I made the switch to SBG (Standards Based Grading) this year, and one thing I discovered about my course is that I do not provide nearly enough ~~scaffolding~~ support for students to study the material in the way that they can best learn it. I saw this across the entire course, but I also saw this on a standard-by-standard basis. Often a student needed to study for a quiz they did poorly on and the best advice I could give was “Study the quiz I gave back to you!”. [2]

So I decided to edit my class website around the standards and **create a page on my website for each standard**.

Here’s where I am 7 standards in:

Each webpage looks something like this:

So on it, I (try to) clearly explain what each standard *means* in terms of “I can” statements. I also have resources for *learning* and *practicing* the standard [3], as well as vocabulary.

Notice that I have both online material and worksheets that students can print off for those who have no internet at home (they have access to computers & a printer throughout the school day while at school).
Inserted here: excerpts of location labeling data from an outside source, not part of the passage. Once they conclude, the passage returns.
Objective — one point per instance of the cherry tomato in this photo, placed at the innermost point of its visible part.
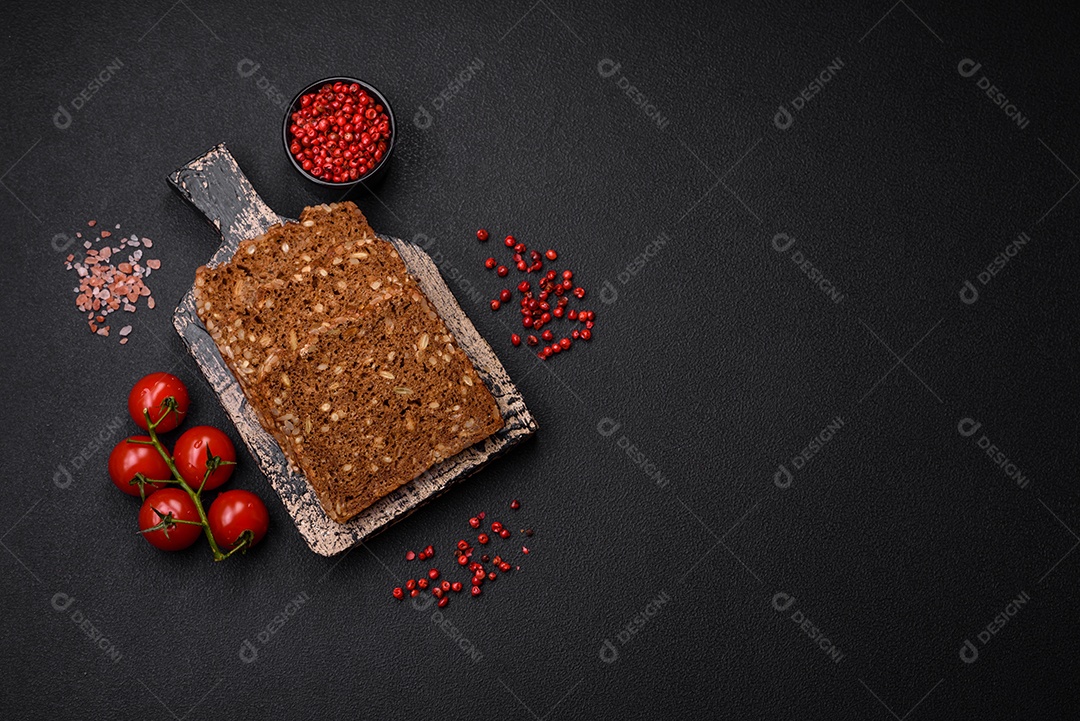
(159, 506)
(201, 448)
(234, 512)
(164, 395)
(129, 459)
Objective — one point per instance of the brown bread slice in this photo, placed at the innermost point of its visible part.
(372, 400)
(291, 280)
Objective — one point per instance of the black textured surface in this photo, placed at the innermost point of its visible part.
(720, 358)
Notice also that (nearly) all of those worksheets have the answers with them.

This summer I intend to continue adding resources, and I have some questions of the MTBoS:

- If you had a website/webpage like this, what else would you provide for your students?
- Are there other good resources for practice or learning that you would include?
- How would you encourage students to use this?

I described my idea to one particularly motivated student of mine and she exclaimed “OMG, why didn’t you do that this year?!?”, to which I had to explain how teachers become better every year. I told her to be thankful she didn’t have me 3 years ago. 🙂

Here are some links to the standards I’ve made so far for my Precalculus class[4]:

- 0.1 Multiplication Facts
- 0.2 Fraction Operations
- 0.3 Exponent Operations
- 0.4 Solving for the Variable
- 0.5 Solving for the Variable in a Fraction
- 0.6 Radicals
- 0.7 Polynomial Operations
- 1.1 Connecting the Four Representations of a Function

I plan on working on this tool over the summer. It will do several things for me:

- Organize my materials as a teacher for other teachers to use.
- Focus on what “Proficiency” and “Mastery” means on each topic I teach (by working out the “I can” statements) [5].
- Help me learn the textbook that was new this year to my class, and which I used very little.
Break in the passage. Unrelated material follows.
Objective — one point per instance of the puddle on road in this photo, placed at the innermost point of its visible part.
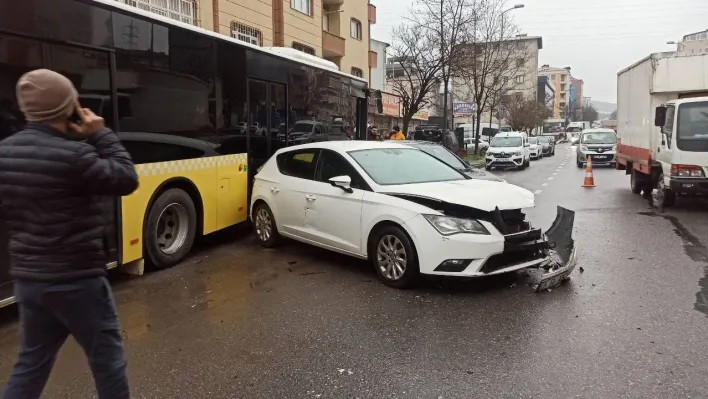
(694, 249)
As always, thank you for reading and providing feedback, MTBoS!

[1] When I hear scaffolding, this is what I think of. Besides, that’s an edu-jargon term.

[2] This isn’t *bad* advice, but it also shouldn’t be the best I can do.

[3] Yes, that’s Khan Academy that you see there because I believe that KA *can* be a good resource. No, it don’t in any way replace good teaching, but for some students and some topics, it can be extremely helpful.

[4] These standards are subject to change, so please give advice to me if you see something funny about them as well.

[5] I hope to look at standards that other states provide, as well as “breakdowns of the standards”. Those things never interested me before SBG.